One of my closest friends from university is gay. For decades, like the speaker at the memorial, I did not know and only found out by chance. It did not matter to me that he is gay, but learning that central fact about him years into our friendship propelled me down the right path. Recently my friend wrote that the happiest day of his life since university was the day he and his partner of many years went to City Hall in his city and got married. That happiness is his due as a human being!

Other friends have lesbian, gay or transgender children who I know. Watching my friends' unabated love of their children, and adjustment to and acceptance of who they really are has been wonderful, and has helped move me along the right path.

Interacting with my clients in the pending gay rights case -- reading and presenting their powerful stories of pain, survival and loss -- has been wrenching. That experience forces me to ask: How dare we inflict such pain on people? How dare we who are heterosexual presume to control and limit LGBT people's lives? How dare we suffer the conceit that being gay is mutable and can or should be changed by therapy?

The man who spoke at my friend's memorial some 30 years ago got it exactly right. Continued evolution to a just society and culture requires that we embrace and celebrate all manner of differences, including differences of sexual orientation, and each individual's right to be who he or she is.

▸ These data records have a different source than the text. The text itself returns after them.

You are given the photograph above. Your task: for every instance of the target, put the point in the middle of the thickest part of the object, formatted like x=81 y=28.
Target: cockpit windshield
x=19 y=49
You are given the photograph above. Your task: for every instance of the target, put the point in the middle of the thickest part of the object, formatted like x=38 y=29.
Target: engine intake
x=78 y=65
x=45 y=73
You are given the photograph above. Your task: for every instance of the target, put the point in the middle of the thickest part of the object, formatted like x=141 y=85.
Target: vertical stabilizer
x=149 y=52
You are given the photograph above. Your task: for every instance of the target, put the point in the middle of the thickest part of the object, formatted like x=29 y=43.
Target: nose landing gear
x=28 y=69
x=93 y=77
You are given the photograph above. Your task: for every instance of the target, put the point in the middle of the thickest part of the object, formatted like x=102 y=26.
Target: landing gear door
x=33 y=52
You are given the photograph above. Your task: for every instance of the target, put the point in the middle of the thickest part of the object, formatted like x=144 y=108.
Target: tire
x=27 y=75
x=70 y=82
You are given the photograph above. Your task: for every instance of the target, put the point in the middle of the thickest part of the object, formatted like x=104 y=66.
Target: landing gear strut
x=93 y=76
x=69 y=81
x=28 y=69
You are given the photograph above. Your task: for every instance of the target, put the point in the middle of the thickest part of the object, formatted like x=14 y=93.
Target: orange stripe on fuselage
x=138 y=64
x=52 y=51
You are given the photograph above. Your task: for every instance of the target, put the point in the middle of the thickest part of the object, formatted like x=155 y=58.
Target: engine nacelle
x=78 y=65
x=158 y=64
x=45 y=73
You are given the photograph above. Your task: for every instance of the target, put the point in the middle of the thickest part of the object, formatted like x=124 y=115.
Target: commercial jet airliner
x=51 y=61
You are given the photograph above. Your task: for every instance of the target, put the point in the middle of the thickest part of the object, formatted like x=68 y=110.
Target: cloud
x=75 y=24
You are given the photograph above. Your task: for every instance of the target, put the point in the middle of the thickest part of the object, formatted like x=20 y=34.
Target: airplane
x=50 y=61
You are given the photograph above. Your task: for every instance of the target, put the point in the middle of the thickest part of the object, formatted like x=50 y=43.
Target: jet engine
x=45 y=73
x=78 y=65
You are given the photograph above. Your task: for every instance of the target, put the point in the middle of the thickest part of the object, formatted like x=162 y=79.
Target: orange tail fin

In the Proposition 8 arguments in the U.S. Supreme Court, the supporters of Proposition 8 argued that they abhor discrimination against gay people, but that somehow it is o.k. to discriminate against them by excluding them from state sanctioned marriage. I have been a lawyer for more than 50 years, and have been studying and teaching constitutional law even longer. Yet I do not get the distinction between other forms of discrimination against gays and lesbians and prohibiting them state sanctioned marriage.

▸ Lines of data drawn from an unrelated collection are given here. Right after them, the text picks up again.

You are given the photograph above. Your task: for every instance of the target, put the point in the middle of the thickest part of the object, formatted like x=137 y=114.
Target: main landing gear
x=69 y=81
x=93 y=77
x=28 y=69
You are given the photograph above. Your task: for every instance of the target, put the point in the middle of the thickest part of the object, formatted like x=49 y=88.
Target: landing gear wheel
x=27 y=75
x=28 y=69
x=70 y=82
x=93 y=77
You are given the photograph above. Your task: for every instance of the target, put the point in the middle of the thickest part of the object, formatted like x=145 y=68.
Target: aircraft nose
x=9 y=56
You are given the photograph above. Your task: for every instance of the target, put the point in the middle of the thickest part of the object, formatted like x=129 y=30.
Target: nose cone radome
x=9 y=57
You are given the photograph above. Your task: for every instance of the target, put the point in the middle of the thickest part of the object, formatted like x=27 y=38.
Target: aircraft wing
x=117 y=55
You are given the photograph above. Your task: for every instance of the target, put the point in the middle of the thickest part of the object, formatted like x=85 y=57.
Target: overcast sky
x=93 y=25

Justice Antonin Scalia rightly observed at oral argument that the fact that nine states now permit same-sex marriage is a "a sea change" in America since 1996 when an overwhelming vote of both houses of Congress enacted DOMA and President Clinton signed the law. Yet some speculate that the conservative members of the Supreme Court voted to review the Proposition 8 case in order to decide that it does not violate the Constitution for states to prohibit same-sex marriage; and there were some hints during the oral arguments that they hope to trade a win for gay rights in the DOMA case against a loss in the Proposition 8 case.

We can more forward even faster "with a little help from" -- and certainly if there is no hindrance by -- the courts in the pending gay rights cases. If it is true that the members of the Supreme Court take note of election returns and read newspapers, the more moderate members and even some of the more conservative members of the Court should understand that any decision that blocks or impedes our march forward could have adverse consequences for our society and for the Court's institutional credibility, just as the Dred Scott decision did.

In what I recall was a lament and rebuke about the McCarthy period, Jimmy Durante said: "Why can't everybody leave everybody else the hell alone." Let's do just that and get on with the hard work of letting all people and each person be who they are. I hope that the Supreme Court gets the message, just as so many public figures have.